The amount was assessed at $160,000 at the Superior Court level by Justice Healey 2015 ONSC 6269.
Mr. Slansky was further ordered to pay an additional $30,000 for costs of the appeal.
Justice Healey applied Ontario Rule 57.07 of the Rules of Court that allows the Court to order lawyers to pay costs personally when they ” cause costs to be incurred without reasonable cause or to wasted by undue delay, negligence or other default.”
The trial justice stated that ” Mr. Slansky counselled the plaintiff or otherwise allowed his client to proceed with a series of unmeritorious steps and to take unreasonable positions to achieve goals in this action.”
The Justice stated that the second action did not have a ” scintilla of merit” and that it was the most ” vexatious and abusive” claim she had ever ruled upon.
In 2007 the client Donald Best , before he was represented by Mr. Slansky sued 62 defendants for negligence and economic loss.

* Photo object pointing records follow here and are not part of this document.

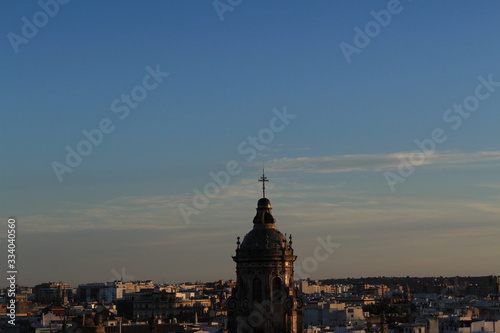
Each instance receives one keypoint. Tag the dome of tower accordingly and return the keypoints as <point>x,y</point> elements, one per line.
<point>263,237</point>
<point>264,234</point>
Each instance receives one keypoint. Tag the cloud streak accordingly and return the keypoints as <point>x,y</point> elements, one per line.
<point>375,162</point>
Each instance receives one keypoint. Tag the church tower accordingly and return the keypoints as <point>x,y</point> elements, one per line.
<point>265,299</point>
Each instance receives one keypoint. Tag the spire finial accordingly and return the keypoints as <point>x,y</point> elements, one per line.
<point>263,179</point>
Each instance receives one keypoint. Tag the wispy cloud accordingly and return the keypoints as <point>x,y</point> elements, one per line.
<point>374,162</point>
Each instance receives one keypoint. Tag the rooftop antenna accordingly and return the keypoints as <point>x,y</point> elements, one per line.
<point>263,179</point>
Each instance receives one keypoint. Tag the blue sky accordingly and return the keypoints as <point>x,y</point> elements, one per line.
<point>118,210</point>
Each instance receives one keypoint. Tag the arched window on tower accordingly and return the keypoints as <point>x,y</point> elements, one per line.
<point>257,290</point>
<point>278,293</point>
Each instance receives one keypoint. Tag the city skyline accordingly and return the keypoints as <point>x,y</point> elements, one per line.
<point>134,136</point>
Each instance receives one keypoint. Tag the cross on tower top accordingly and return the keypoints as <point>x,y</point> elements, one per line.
<point>263,179</point>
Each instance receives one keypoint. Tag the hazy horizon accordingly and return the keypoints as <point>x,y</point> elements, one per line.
<point>134,135</point>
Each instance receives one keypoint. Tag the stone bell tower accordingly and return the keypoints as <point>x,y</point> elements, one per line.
<point>265,299</point>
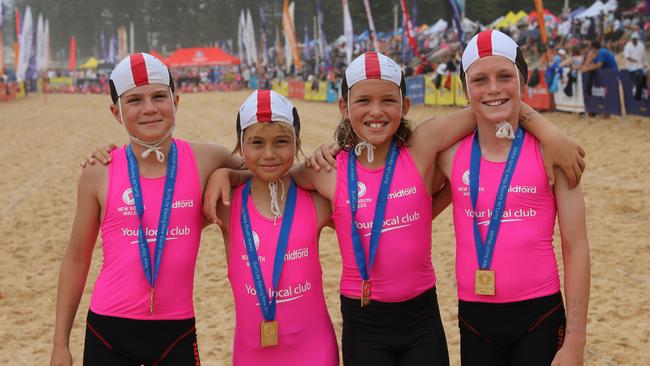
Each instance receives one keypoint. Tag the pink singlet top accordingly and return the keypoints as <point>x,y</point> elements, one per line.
<point>306,334</point>
<point>122,289</point>
<point>402,268</point>
<point>523,260</point>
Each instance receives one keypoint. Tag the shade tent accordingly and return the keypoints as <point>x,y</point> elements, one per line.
<point>206,56</point>
<point>91,63</point>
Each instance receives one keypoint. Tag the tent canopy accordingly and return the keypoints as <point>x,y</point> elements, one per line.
<point>205,56</point>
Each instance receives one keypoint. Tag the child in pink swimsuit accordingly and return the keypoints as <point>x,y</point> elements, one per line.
<point>511,310</point>
<point>141,311</point>
<point>271,232</point>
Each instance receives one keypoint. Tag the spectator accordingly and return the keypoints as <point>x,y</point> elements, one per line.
<point>636,62</point>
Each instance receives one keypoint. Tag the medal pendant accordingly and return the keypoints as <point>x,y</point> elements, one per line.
<point>366,291</point>
<point>484,282</point>
<point>151,301</point>
<point>269,333</point>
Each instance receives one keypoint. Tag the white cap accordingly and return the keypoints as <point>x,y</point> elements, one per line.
<point>136,70</point>
<point>265,106</point>
<point>489,43</point>
<point>373,65</point>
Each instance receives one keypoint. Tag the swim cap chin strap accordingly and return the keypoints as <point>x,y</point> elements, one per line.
<point>155,146</point>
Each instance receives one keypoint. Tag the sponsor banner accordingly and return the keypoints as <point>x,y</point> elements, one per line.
<point>640,106</point>
<point>320,94</point>
<point>297,90</point>
<point>309,93</point>
<point>601,92</point>
<point>415,89</point>
<point>332,92</point>
<point>574,103</point>
<point>538,96</point>
<point>444,95</point>
<point>430,95</point>
<point>253,82</point>
<point>457,85</point>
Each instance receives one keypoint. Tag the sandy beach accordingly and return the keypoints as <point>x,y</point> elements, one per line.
<point>43,141</point>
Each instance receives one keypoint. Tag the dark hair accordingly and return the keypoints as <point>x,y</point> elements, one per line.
<point>345,136</point>
<point>520,62</point>
<point>114,95</point>
<point>296,128</point>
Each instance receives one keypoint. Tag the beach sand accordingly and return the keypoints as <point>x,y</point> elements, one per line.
<point>43,142</point>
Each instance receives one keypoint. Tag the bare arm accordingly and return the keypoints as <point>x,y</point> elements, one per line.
<point>76,262</point>
<point>559,150</point>
<point>575,255</point>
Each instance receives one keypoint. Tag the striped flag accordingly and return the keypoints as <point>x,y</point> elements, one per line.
<point>539,8</point>
<point>290,35</point>
<point>371,25</point>
<point>347,30</point>
<point>409,29</point>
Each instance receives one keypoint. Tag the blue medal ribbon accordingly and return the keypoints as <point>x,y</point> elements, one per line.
<point>268,307</point>
<point>165,211</point>
<point>380,209</point>
<point>485,251</point>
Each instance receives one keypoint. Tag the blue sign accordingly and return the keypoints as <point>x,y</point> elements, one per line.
<point>415,89</point>
<point>332,93</point>
<point>640,106</point>
<point>601,93</point>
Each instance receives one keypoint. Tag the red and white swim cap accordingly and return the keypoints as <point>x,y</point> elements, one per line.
<point>373,65</point>
<point>265,106</point>
<point>136,70</point>
<point>489,43</point>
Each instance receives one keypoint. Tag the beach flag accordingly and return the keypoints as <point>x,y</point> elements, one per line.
<point>26,36</point>
<point>408,28</point>
<point>72,62</point>
<point>290,35</point>
<point>240,35</point>
<point>251,48</point>
<point>132,39</point>
<point>278,48</point>
<point>539,8</point>
<point>322,40</point>
<point>263,40</point>
<point>459,25</point>
<point>347,30</point>
<point>371,25</point>
<point>40,45</point>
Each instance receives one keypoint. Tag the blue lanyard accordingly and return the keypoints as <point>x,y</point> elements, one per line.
<point>380,209</point>
<point>485,251</point>
<point>268,307</point>
<point>165,211</point>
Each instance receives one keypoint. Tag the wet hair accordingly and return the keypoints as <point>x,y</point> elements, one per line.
<point>520,62</point>
<point>114,95</point>
<point>345,136</point>
<point>296,128</point>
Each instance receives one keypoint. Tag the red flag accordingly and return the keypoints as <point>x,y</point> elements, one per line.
<point>539,8</point>
<point>408,30</point>
<point>72,64</point>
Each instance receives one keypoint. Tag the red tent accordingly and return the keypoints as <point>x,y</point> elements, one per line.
<point>207,56</point>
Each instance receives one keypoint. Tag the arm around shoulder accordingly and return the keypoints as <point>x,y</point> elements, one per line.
<point>77,258</point>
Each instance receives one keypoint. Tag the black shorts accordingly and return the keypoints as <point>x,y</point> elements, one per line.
<point>526,332</point>
<point>114,341</point>
<point>403,333</point>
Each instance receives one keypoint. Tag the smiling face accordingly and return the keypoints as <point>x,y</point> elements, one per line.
<point>494,89</point>
<point>147,110</point>
<point>375,110</point>
<point>268,149</point>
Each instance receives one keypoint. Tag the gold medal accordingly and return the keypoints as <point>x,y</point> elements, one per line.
<point>269,333</point>
<point>151,301</point>
<point>484,282</point>
<point>366,291</point>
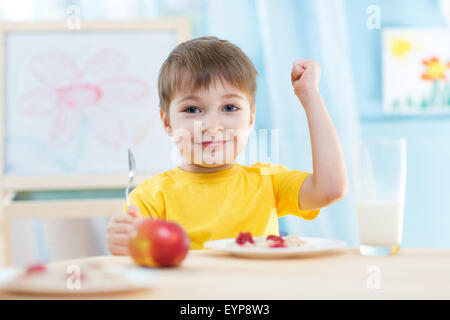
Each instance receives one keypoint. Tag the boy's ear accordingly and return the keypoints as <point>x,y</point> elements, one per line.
<point>166,122</point>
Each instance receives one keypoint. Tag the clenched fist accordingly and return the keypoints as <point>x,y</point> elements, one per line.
<point>305,77</point>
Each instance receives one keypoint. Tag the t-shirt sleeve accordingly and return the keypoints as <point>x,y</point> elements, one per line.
<point>286,187</point>
<point>149,200</point>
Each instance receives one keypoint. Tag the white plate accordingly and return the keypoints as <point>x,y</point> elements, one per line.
<point>55,281</point>
<point>313,245</point>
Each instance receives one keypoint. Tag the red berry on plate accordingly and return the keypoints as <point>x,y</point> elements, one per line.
<point>244,237</point>
<point>275,241</point>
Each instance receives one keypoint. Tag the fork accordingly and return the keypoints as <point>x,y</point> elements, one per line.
<point>131,174</point>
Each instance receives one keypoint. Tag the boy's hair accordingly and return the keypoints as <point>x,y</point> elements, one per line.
<point>198,63</point>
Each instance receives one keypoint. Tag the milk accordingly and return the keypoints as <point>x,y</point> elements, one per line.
<point>380,223</point>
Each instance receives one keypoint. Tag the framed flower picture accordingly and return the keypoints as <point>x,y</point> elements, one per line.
<point>416,71</point>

In the course of the proceedings Mr. Best was found to be in contempt of court and served 60 days in prison.
Mr. Best continued to assert allegations that were found to be baseless and vexatious and an award of full indemnity for costs was ordered against him (2013 ONCA 695).
Mr. Best then commenced a second action against 39 defendants where he was represented by Mr. Slansky, who alleged misconduct on the part of the opposing lawyers, police and private investigators.
Many of the allegations in the second law suit were similar or identical to the first court action that was found to be baseless, vexatious and an abuse of process.
Many in the legal profession are concerned about the reasoning of the court as it may act to deter and punish lawyers who take on “difficult cases”.
The decision has pointed out the fine line between lawyers taking on unpopular or difficult cases that might require the lawyer to adopt aggressive tactics, so that lawyers will therefor have to constantly evaluate whether their actions are consistent with their ethical obligations.